Many employers assume that provided their hourly rates of pay are at or above the applicable rates, they are compliant. This is not the case.
The headline rates are easy to understand, but the underlying formulas used by HMRC in their calculations are very complicated.
The devil is in the detail and the rules vary depending on the type of contract the employee or worker is engaged on, which elements of pay count for National Minimum Wage and which deductions are permissible.
In fact, in many instances, the rules operate counter-intuitively. For instance, while basic pay, commission payments and performance related bonuses count towards the National Minimum Wage, shift allowances or shift premiums do not.
As well as the risk of technical breaches, developing case law on worker status is also driving another group of employers into the at-risk-of-enforcement category.
The actions taken in the past few years by workers against companies such as Uber have added further concern for employers who want to be clear where they stand.
Case law that has long been viewed as settled is also now being challenged.
For example, employers who provide staff with a place to sleep on shift - ie nurses or domiciliary care workers who are on call - were previously exempt in legislation.

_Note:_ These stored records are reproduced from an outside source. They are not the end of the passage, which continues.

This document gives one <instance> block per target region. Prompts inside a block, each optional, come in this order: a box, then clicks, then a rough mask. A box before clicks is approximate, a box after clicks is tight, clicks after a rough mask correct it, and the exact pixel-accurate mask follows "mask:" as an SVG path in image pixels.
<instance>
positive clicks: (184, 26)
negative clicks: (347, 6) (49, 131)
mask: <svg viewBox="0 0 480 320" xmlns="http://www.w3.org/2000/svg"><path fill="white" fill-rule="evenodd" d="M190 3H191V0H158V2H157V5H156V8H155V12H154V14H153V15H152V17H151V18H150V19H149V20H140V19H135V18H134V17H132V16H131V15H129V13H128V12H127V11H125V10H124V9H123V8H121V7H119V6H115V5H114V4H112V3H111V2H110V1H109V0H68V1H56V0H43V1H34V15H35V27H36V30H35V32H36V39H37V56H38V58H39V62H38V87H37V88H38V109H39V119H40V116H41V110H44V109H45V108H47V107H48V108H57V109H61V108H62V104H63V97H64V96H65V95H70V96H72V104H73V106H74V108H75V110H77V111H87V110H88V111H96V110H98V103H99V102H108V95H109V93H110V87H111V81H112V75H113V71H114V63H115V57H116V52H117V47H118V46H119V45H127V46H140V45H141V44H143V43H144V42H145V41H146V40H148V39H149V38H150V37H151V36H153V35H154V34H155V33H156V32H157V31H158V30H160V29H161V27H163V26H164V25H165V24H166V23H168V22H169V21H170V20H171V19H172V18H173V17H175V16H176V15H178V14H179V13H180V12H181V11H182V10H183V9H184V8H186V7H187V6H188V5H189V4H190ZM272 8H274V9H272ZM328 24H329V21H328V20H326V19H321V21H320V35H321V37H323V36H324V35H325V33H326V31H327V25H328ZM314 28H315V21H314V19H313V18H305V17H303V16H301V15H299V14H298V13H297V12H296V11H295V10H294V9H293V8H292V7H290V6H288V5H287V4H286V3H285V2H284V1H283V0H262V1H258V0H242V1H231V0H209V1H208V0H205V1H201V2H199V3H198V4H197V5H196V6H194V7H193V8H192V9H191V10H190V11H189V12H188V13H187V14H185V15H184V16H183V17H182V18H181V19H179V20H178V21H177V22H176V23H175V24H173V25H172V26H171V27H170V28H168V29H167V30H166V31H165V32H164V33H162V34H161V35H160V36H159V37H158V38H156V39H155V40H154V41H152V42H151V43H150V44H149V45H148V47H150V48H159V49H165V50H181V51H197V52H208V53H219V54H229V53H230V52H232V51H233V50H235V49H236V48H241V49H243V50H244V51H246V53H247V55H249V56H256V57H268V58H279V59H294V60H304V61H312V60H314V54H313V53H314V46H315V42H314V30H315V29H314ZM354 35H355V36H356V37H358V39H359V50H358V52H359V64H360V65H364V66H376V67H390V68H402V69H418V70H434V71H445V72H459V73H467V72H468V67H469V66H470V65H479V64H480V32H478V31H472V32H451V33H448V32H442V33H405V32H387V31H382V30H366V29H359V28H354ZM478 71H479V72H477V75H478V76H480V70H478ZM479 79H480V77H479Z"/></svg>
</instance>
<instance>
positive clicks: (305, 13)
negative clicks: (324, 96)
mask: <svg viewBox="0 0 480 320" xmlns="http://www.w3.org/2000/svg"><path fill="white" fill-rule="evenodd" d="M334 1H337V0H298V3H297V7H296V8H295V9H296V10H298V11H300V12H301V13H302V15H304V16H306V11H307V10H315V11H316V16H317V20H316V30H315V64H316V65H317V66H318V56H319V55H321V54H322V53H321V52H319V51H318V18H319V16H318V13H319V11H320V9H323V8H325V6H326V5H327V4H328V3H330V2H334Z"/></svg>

A recent case has now turned that on its head.
I used to rarely get questions on the National Minimum Wage from clients.
Now, the added complexity means it is an issue all types of clients tell me they are wary of being tripped up by.
The National Living Wage is rightly viewed as a bold policy which has kick-started something of a low-pay revolution.
It has made people sit up and take notice of the issue of low pay, with workers themselves seeming more prepared to speak up.
But with HMRC now very much primed for enforcement, companies previously not in their sights are getting caught out, so all employers would be wise to be on the ball and to start checking they are complying with the new regime.